Ces Chants des gorges
Bonne nouvelle : la collection Espace Nord s’enrichit des formidables Chants des gorges de Patrick Delperdange . Récompensé en 2005 par le prix Rossel et le prix Rossel des jeunes, d’abord publié par Sabine Wespieser, il s’agit sans doute de l’un des meilleurs romans que nous ait offert la littérature française de Belgique. L’occasion pour Karoo de plonger dans les archives d’ Indications 1 .
Profitons de cette rentrée littéraire pour la prendre, en quelque sorte, à contre-pied : en saluant le travail du comité éditorial de la collection Espace Nord, redynamisé sous la houlette de Tanguy Habrand2 . Réjouissons-nous dès lors de la réédition au format de poche de Chants des gorges de Patrick Delperdange, agrémentée d’une excellente postface de Pierre-Étienne Vandamme. Et ne boudons pas notre plaisir, puisque voilà rassemblés en un volume quelques noms dont Karoo raffole : l’auteur, Patrick Delperdange, dont la revue-mère Indications a toujours salué la parution d’un ouvrage comme un événement ; Tanguy Habrand et Pierre-Étienne Vandamme ensuite, qui animèrent régulièrement les pages d’ Indications pendant ses dernières années. Une occasion en or de saluer aussi Thierry Detienne, qui fut très longtemps un pilier de la revue, et qui écrivit pour la circonstance le meilleur article sur Chants des gorges qu’il nous ait été donné de lire !
Le Rossel en cavale
Récompensé doublement par les jurys du Rossel, Patrick Delperdange n’a semble-t-il que faire des sentiers tout tracés de la production littéraire. Auteur d’ouvrages pour la jeunesse et de bandes dessinées, il vient d’être couronné pour un roman fort et original.
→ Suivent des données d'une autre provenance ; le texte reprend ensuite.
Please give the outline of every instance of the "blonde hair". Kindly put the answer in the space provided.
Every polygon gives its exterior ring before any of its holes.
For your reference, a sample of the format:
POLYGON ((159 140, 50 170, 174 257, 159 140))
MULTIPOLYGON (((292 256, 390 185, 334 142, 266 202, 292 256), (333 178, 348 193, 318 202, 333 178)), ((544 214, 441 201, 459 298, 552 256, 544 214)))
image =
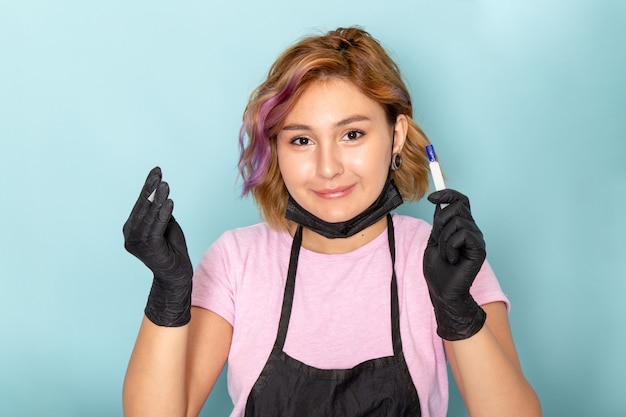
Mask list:
POLYGON ((261 214, 277 229, 287 227, 288 193, 278 166, 276 136, 302 92, 314 81, 340 78, 378 102, 390 125, 408 120, 402 167, 392 171, 405 200, 428 189, 428 139, 413 121, 411 98, 398 66, 384 48, 360 28, 339 28, 307 37, 288 48, 271 66, 267 79, 251 94, 239 134, 239 171, 243 194, 252 193, 261 214), (247 136, 248 140, 245 140, 247 136))

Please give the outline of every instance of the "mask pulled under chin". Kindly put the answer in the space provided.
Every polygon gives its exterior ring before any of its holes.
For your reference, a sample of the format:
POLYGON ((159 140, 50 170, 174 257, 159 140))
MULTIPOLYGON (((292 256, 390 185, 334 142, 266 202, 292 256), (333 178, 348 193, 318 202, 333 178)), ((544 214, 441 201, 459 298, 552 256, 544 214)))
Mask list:
POLYGON ((395 182, 388 179, 376 201, 361 214, 345 222, 329 223, 324 221, 303 209, 291 195, 289 195, 285 217, 329 239, 345 238, 373 225, 402 202, 402 196, 395 182))

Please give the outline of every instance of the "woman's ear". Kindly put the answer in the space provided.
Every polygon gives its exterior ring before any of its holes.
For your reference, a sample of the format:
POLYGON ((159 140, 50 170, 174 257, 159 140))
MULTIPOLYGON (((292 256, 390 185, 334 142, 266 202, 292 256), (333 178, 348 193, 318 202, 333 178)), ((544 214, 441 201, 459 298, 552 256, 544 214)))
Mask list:
POLYGON ((396 117, 396 124, 393 127, 393 148, 391 153, 400 153, 402 147, 404 147, 404 141, 406 140, 407 132, 409 131, 409 121, 406 115, 399 114, 396 117))

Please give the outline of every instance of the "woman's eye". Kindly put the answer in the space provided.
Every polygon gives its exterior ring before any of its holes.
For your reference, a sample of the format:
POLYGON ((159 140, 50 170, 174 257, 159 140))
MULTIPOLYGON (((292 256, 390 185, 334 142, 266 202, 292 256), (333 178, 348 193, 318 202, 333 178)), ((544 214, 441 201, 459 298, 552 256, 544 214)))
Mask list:
POLYGON ((346 133, 344 137, 348 140, 356 140, 360 138, 361 136, 363 136, 363 132, 359 130, 351 130, 348 133, 346 133))
POLYGON ((309 145, 311 143, 311 140, 309 138, 306 138, 304 136, 300 136, 297 138, 293 138, 291 140, 291 143, 297 146, 305 146, 305 145, 309 145))

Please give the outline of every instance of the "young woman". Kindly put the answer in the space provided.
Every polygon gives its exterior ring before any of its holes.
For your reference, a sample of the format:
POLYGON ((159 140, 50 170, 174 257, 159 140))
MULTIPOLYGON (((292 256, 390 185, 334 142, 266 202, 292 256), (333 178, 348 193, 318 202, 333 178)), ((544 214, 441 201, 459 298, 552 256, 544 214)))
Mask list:
POLYGON ((233 416, 445 416, 446 361, 471 416, 541 415, 467 197, 430 194, 432 228, 390 214, 428 188, 411 115, 365 31, 289 48, 240 137, 244 193, 266 222, 226 232, 195 273, 150 172, 124 225, 154 273, 126 415, 197 415, 227 360, 233 416))

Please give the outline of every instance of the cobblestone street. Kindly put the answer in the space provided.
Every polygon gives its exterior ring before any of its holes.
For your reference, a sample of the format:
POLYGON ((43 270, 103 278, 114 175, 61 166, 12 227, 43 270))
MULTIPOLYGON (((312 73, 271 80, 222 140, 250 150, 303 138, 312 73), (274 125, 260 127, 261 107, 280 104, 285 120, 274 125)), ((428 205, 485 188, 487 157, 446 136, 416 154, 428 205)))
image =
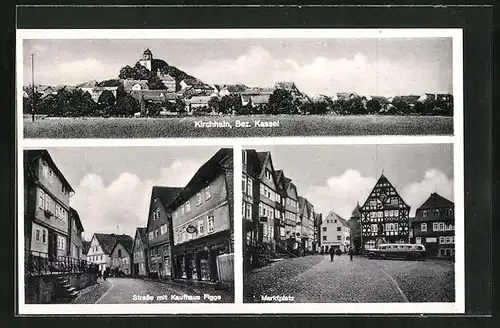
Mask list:
POLYGON ((285 259, 245 276, 245 302, 293 296, 304 303, 453 302, 453 262, 314 255, 285 259))
POLYGON ((212 286, 148 281, 134 278, 108 278, 86 288, 73 300, 74 304, 127 303, 232 303, 234 296, 227 290, 212 286))

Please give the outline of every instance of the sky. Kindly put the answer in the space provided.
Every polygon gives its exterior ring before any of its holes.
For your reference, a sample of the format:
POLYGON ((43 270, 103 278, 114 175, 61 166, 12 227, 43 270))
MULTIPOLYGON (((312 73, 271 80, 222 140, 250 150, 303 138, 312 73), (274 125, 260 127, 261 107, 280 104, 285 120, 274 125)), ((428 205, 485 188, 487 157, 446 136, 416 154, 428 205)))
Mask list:
POLYGON ((48 148, 75 190, 83 236, 145 227, 153 186, 184 187, 219 147, 48 148))
POLYGON ((145 48, 208 84, 294 81, 309 95, 452 93, 451 38, 67 39, 23 42, 24 85, 117 78, 145 48))
POLYGON ((323 217, 333 210, 349 219, 382 173, 411 206, 411 216, 432 192, 454 199, 452 144, 245 148, 270 151, 274 169, 284 170, 299 196, 307 198, 323 217))

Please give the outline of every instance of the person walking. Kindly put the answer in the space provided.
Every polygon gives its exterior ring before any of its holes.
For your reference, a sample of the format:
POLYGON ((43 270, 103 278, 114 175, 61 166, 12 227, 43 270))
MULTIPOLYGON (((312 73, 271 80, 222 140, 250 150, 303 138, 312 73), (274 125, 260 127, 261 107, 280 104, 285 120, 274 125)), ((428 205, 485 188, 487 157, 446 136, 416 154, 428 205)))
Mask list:
POLYGON ((352 253, 354 253, 353 250, 352 250, 352 247, 349 247, 349 252, 348 253, 349 253, 349 259, 352 261, 352 253))
POLYGON ((330 253, 330 262, 333 262, 333 258, 335 256, 335 250, 333 249, 333 247, 330 247, 328 253, 330 253))

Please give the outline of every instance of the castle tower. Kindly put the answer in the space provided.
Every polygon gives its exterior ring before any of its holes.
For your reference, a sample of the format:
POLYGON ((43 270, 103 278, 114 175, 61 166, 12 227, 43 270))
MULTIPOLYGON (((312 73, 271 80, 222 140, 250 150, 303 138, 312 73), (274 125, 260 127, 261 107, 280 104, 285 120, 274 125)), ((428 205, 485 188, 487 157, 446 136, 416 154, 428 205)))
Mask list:
POLYGON ((144 50, 144 53, 142 54, 141 60, 139 60, 139 64, 142 66, 146 67, 148 70, 151 71, 151 62, 153 61, 153 53, 149 48, 146 48, 144 50))

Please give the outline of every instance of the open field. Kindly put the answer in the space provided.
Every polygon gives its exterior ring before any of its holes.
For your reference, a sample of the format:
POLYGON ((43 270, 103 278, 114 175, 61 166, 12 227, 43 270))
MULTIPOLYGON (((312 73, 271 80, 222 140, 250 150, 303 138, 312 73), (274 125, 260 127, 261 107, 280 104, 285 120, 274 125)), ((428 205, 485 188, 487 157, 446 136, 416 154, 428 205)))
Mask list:
POLYGON ((25 138, 235 138, 287 136, 452 135, 442 116, 217 116, 184 118, 25 118, 25 138), (199 122, 227 127, 199 127, 199 122), (259 121, 279 122, 258 127, 259 121), (198 122, 198 123, 197 123, 198 122), (237 127, 248 122, 248 127, 237 127), (230 126, 230 127, 229 127, 230 126))

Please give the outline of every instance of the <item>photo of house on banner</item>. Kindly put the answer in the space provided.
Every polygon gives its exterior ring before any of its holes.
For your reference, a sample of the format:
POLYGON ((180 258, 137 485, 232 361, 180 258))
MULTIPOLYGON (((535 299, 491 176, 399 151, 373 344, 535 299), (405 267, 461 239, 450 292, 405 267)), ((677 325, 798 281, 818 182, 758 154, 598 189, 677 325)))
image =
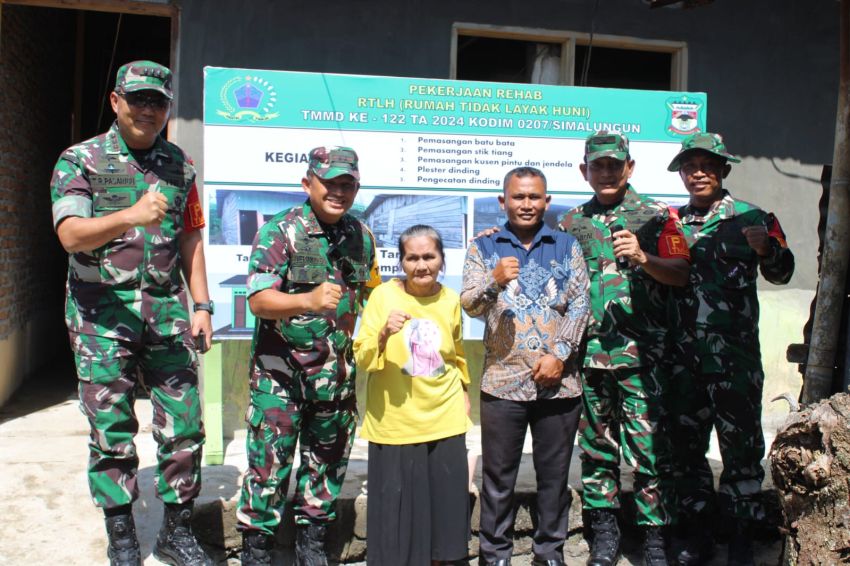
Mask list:
POLYGON ((304 191, 217 189, 210 203, 210 245, 250 246, 272 216, 304 202, 304 191))
POLYGON ((379 248, 396 248, 398 237, 415 224, 428 224, 440 233, 443 246, 462 249, 466 242, 466 197, 383 193, 363 212, 379 248))

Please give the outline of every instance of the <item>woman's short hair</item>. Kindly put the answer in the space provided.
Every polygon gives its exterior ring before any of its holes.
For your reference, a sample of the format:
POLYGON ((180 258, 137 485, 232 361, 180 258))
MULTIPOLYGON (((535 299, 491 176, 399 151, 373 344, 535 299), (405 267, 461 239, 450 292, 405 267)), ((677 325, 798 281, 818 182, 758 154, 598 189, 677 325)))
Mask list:
POLYGON ((410 240, 411 238, 419 238, 419 237, 431 238, 434 241, 434 246, 437 248, 437 251, 440 252, 440 259, 443 260, 443 267, 446 266, 446 254, 443 251, 443 238, 440 236, 440 233, 437 232, 436 229, 428 226, 427 224, 414 224, 409 227, 407 230, 401 233, 401 236, 398 237, 398 258, 399 263, 404 259, 404 244, 410 240))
Ici, point de mise en contexte destinée à dresser préalablement les contours du récit. On entre tout de go dans ce roman aux côtés d’un jeune garçon aux angoisses de bête traquée que sa mère trouve à l’aube dans la fange de l’étable. La mise en garde qu’il a reçue la veille est claire et sans appel : il doit trouver du travail endéans la semaine. Faute de quoi l’homme qui vit avec la mère le jettera à la porte. Et lui reste prostré, la rage au cœur, une bille de terre séchée serrée dans la main. Cette injonction est à la base d’une fuite folle qui va se dérouler en sept tableaux successifs.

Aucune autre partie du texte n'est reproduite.